In a subsequent study from Scandinavia (Xu et al, 1999), 15 markers from regions of interest identified in one or more full genome screens were assessed using affected relative pairs (from 46 multiplex families, 28 trios, and 190 cases and 148 unrelated controls): depending on the method of analysis positive results were obtained for 5p15, 6p21, 7ptr15 and 12q23; the latter two also showed transmission distortion in families and an association in the case-control series. The remaining markers (2p23, 5p, 5q, 6q22-25, 7q, 11q21-23, 12q24-qtr, 13q33-34, 16p12, 18p11 and Xp21) did not identify regions of interest in the Scandinavian series.
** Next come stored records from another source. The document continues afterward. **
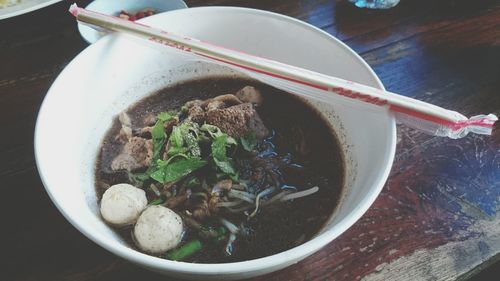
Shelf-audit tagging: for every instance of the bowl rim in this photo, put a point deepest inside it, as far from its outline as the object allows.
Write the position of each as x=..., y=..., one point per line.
x=285, y=257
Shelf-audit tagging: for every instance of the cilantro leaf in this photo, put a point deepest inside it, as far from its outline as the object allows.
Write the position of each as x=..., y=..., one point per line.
x=173, y=171
x=223, y=163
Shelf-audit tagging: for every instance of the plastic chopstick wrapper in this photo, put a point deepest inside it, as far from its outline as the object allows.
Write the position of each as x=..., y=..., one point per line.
x=414, y=113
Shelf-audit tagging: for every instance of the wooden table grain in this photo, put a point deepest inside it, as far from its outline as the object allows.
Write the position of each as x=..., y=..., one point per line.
x=437, y=217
An Italian group used 67 markers covering regions of interest from the three full genome screens and candidates (HLA-DRb1, CTLA-4, IL-9, CSF-1R, APOE, Bcl-2 and TNF-R2) in 69 multiplex families (28 from Sardinia and 41 from mainland Italy). Some positive scores were obtained especially for the region at 5q14 in the Sardinian subset. Chromosome 5 has now featured in all the family studies but the region is broad and it may be difficult to assess in more detail. Three of these regions (2p11.2, 7p15.2 and 17q12) also showed positive TDT scores (D'Alfonso et al, 1999).
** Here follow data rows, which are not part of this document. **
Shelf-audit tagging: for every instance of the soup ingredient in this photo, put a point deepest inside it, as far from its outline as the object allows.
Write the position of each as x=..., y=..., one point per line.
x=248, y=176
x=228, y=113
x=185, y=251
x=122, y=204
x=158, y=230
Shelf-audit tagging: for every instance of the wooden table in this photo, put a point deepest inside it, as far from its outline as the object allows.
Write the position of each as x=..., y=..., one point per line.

These genetic analyses are predicated on the assumption that multiple sclerosis is one disease. Mutations of mitochondrial DNA are responsible for a multiple sclerosis-like illness characterised by disproportionate involvement of the anterior visual pathway (Harding et al, 1992; Riordan Eva et al, 1995) although mitochondrial genes do not contribute generally to susceptibility to multiple sclerosis (Kellar Wood et al, 1994; Kalman et al, 1995; Nishimura et al, 1995). Conditioning the United Kingdom genome screen DR15 (or an extended DR15 linked haplotye also encoding alleles of TNF and the DQ locus) shows that the regions of interest on 1p, 17p, 17q and X cluster in familes which are identical by state for DR15 whereas the non-sharing group associated with 1cen, 3p, 5cen, 7p, 14q and 22q (Coraddu et al, 1999); in addition new regions of interest are found at 5q and 13p (DR15 sharing) and 16p and 20p (DR15 non-sharing). A major part of future studies in the genetics of multiple sclerosis will be to resolve the question of disease heterogeneity.

Conclusion

The contribution to susceptibility made by the genes which have provisionally been identified only accounts for a proportion of the increased risk of multiple sclerosis implicated by family studies; clearly there is more to be learned concerning susceptibility to multiple sclerosis and the interplay between genes and environmental factors. The application of this knowledge for improved understanding of the pathogenesis, in couselling and in designing novel treatments is potentially considerable.